Sorry I haven't posted anything for the past couple of weeks; I took some time off of work (and responsibility). I thought about posting on several occasions over the past two weeks but I couldn't seem to muster enough motivation. This was the longest consecutive period of time I've had off of work since the end of 2008. It was actually a bit disorienting. I found myself forgetting to do little things that I typically incorporate into my daily routine. Without the routine they simply slipped my mind. There was no damage done; I eventually got around to doing everything I needed to do. It just made me realize that work has become the structure for my life around which everything else is organized. Without work, I sleep in every day. The earliest I start to become productive is around 10:00 AM. If I have the option to be lazy - even if it's for five minutes - I almost always seize the opportunity. I waste hours and hours doing things with absolutely no productive value whatsoever. Because my regular sleep cycle is thrown off my body is confused; I feel lethargic when I need energy and have energy when it's time to go to bed.
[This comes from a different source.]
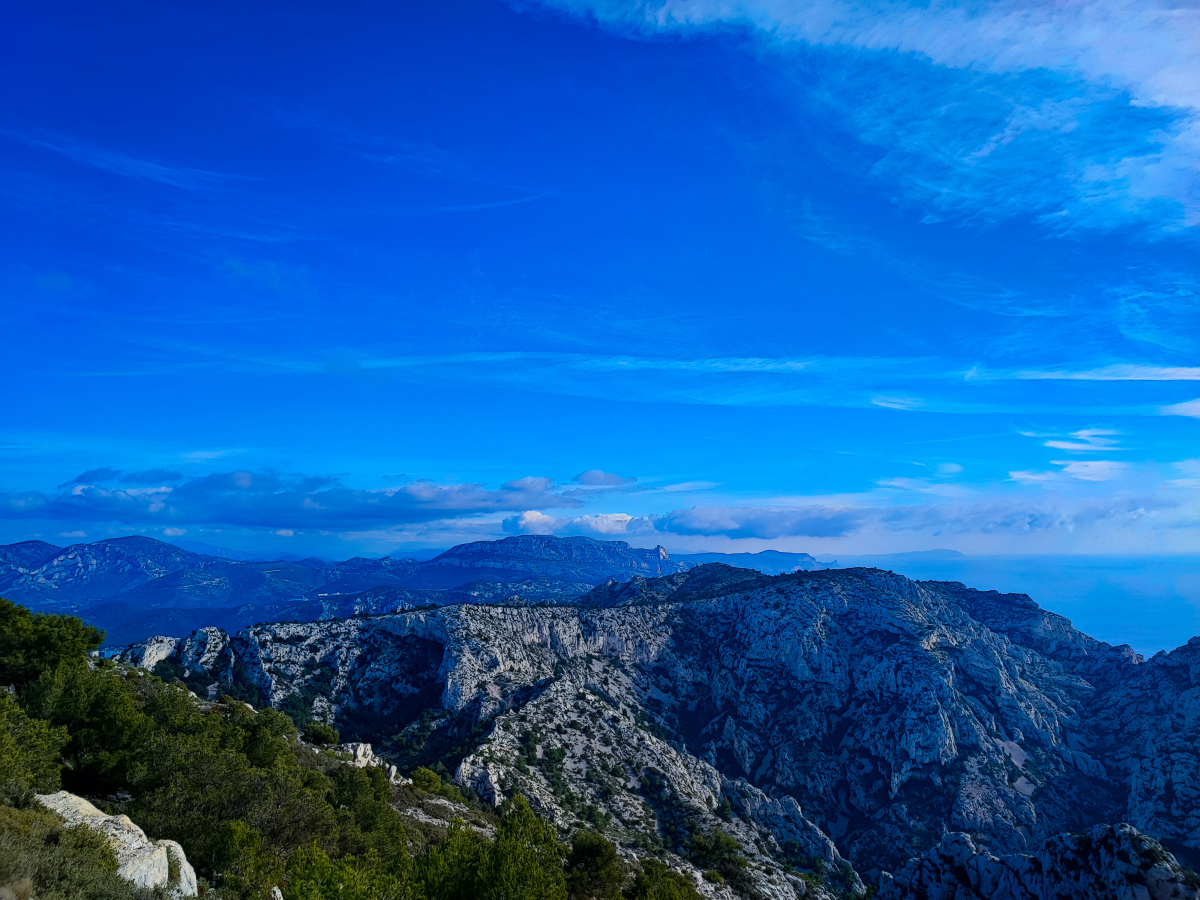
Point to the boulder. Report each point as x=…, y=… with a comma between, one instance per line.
x=139, y=859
I do a little better when I have things planned. If I know I have to be somewhere at a certain time I can structure my day around it. I know what I want to get done that day so I have to give myself enough time to do it before I have to be wherever it is I have obligated myself to be.
I initially felt a bit guilty about how little I accomplished during my two week vacation. Then I decided not to worry about it. It was, after all, a vacation. You're supposed to spend your time relaxing. While I can live with a little chaos for a couple of weeks I could not live my life this way. At first I thought it was about work. I thought to myself, "I can never quit working. I would be a complete mess!" Later I realized it isn't about work at all; it's about structure. I need structure in my life in order to thrive. Without it I become lazy, disorganized, and unproductive. I feel lost.
This isn't really a novel realization; I long ago embraced the comfort of a good routine. It's just that being without structure for a couple of weeks really reiterated this point for me. I sometimes wish I could be the kind of person who "goes with the flow." I'd love to be more fluid and flexible. I know I'm too rigid - I'm just not sure how to be another way.